Dotwins - was soll der Quatsch?

Bring mich zum Licht

Millionen kleiner roter Pappscheiben schwärmen seit Ende April aus den McDonald's-Filialen und saugen sich im ganzen Land auf TV-Mattscheiben fest. Dort müssen die Dotwins so lange kleben bleiben, bis die betreffende Sendung auf ProSieben zu Ende ist, sonst sind nämlich die Chancen, im Gewinnspiel einen Volkswagen, eine Traumreise für zwei Personen oder ein T-D1-XtraPac zu ergattern, futsch.

Die stattliche Werbeallianz aus ProSieben, Deutscher Telekom, Deutscher Bank, Shell, McDonald's und Bild ist mittlerweile zu unerwarteter Publicity gelangt. Die Dotwins enthielten in Wahrheit einen geheimen Speicherchip der Siemens-Tochter Infinion, auf den während der Sendung durch Fernsehsignale Software aufgespielt wird, heißt es in einem der zahlreichen Boykottaufrufe im Internet, der auch in Gewerkschaftskreisen kursiert.

Die Software könne Gespräche im Wohnzimmer belauschen und aufzeichnen sowie - viel schlimmer - Schwarzgucker an die GEZ weitermelden, sobald der Dotwin zur Gewinnziehung an ProSieben eingesandt werde. Andere Kritiker wiederum vermuteten Außerirdische in Aktion: »Now we are free«, heißt der Dotwin-Soundtrack. Und wirbt nicht ProSieben sogar mit dem Motto: »Bring mich zum Licht«?

Was technisch noch halbwegs plausibel klingen mag - immerhin wurden schon in den Achtzigern, als es noch kein Internet gab, von den öffentlich-rechtlichen Sendern kleine Softwarepakete per Audiosignal an die Computerclub-Fans übermittelt -, entpuppte sich inzwischen als Verschwörungshysterie. Redakteure von Fachzeitschriften und Spezialisten der TU Berlin rückten den Dotwins mit dem Küchenmesser zu Leibe. Auch das Jungle World-Testlabor hat Hand angelegt: Die Dinger kommen tatsächlich ohne jedwede Elektronik aus.

Jeder Dotwin enthält lediglich eine Folie, die während der Sendung belichtet wird, so die ProSieben-Pressestelle. Ob sie wirklich technisch in der Lage ist, die Verweildauer vor der Glotze zu überprüfen, oder lediglich die Zuschauer vom Zappen abschrecken soll, bleibt unklar.

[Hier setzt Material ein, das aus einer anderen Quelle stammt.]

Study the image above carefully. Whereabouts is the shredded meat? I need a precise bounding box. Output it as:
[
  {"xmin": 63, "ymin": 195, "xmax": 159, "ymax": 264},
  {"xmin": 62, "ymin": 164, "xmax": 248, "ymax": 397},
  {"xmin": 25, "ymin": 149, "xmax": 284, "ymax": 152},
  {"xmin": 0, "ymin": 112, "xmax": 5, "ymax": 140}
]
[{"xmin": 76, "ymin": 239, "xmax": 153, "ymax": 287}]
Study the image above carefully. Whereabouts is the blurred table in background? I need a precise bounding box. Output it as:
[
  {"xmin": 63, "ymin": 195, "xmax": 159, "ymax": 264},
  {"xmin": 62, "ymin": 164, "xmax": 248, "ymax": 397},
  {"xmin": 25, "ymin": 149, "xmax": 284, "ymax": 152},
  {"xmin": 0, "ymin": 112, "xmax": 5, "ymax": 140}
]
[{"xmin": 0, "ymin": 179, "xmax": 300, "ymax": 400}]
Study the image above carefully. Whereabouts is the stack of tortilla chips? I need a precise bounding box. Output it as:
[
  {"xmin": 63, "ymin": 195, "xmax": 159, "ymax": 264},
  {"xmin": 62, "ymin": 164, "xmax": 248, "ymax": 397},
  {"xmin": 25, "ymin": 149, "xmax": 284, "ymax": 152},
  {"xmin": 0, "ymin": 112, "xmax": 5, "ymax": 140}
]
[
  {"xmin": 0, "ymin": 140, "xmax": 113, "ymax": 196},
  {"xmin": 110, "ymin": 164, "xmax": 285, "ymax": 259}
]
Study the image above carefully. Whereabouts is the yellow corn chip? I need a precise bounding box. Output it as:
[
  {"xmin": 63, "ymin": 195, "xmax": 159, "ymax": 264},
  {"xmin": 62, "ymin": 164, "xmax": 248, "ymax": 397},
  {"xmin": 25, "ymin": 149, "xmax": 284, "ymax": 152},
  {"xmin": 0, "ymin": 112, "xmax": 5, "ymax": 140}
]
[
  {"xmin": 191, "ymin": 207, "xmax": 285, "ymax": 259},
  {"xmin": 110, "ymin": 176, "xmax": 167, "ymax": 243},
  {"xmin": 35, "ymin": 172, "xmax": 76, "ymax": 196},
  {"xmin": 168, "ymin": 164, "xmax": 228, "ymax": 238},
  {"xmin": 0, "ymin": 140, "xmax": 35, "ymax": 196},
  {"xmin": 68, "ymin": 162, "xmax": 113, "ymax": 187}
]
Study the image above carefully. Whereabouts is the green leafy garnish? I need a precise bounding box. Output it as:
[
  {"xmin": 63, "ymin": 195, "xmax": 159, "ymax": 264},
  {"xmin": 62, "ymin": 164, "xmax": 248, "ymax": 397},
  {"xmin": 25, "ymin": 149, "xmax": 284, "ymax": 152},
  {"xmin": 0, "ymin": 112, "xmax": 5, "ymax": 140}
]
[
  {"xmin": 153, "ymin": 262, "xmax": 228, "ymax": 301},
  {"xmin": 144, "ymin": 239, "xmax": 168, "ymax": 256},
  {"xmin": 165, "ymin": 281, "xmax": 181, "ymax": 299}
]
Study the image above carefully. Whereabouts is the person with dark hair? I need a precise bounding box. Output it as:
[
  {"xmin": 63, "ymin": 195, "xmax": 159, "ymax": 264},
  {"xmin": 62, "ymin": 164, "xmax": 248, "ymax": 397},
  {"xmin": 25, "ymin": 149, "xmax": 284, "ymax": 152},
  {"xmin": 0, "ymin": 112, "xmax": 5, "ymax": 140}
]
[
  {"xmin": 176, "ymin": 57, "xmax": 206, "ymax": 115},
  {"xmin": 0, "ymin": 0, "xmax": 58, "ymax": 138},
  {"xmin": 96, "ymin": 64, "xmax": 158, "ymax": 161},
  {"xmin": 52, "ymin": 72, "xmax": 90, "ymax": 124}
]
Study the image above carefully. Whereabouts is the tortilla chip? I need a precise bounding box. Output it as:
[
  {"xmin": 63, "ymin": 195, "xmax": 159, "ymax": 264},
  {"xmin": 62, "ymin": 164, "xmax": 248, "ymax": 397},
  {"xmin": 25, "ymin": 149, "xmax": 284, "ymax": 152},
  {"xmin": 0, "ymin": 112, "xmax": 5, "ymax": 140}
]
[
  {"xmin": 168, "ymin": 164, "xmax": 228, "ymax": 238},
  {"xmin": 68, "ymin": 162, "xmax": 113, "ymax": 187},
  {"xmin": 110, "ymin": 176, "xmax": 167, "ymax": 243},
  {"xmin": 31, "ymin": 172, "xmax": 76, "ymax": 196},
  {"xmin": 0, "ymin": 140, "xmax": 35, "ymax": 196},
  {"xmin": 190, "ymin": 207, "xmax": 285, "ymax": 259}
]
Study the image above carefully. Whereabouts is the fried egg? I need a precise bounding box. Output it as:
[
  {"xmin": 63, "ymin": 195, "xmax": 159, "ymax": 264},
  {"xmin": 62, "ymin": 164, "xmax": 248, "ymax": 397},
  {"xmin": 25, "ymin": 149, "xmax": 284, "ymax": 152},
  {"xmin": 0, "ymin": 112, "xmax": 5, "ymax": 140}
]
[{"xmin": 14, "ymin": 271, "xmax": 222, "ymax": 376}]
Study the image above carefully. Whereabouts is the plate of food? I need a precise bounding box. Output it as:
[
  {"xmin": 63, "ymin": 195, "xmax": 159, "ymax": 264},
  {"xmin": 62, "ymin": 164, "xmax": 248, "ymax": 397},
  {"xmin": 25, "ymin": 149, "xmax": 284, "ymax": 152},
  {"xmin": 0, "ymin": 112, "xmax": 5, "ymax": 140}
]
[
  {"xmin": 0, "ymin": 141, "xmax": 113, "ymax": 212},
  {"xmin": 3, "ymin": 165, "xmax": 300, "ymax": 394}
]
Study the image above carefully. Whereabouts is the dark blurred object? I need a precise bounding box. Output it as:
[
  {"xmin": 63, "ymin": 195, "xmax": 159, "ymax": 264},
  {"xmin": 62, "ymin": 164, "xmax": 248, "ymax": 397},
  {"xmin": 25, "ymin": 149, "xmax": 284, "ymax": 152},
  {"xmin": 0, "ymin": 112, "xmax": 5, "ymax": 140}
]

Im Detail weiß uns die Zeit aufzuklären. Demnach entfärbt sich die Fotofolie unter dem Einfluss des Fernsehsignals. Mit Hilfe eines Dotwin-Readers könne nachgemessen werden, ob der Zuschauer treu war und die Gewinnprämie verdient hat. Ein kleines Schlupfloch bleibt: die Werbepause. Ausgerechnet während der Werbeeinblendungen wird das Signal nicht ausgestrahlt, es darf gezappt werden!

ProSieben selbst macht auf eine weitere interessante Möglichkeit aufmerksam, dem Dotwin-Wahn zu entkommen. Wer unbedingt am Gewinnspiel teilnehmen möchte, kann dies auch ganz ohne die Klebepappe tun. Am Ende der Sendung werden für 15 Sekunden mehrere Dotwin-Symbole eingeblendet. Einfach deren Anzahl auf eine Postkarte schreiben, Sendetitel, Datum, Uhrzeit hinzu und ab in die Kirch-Medienzentrale nach München-Unterföhring. Name, Adresse und Telefonnummer nicht vergessen!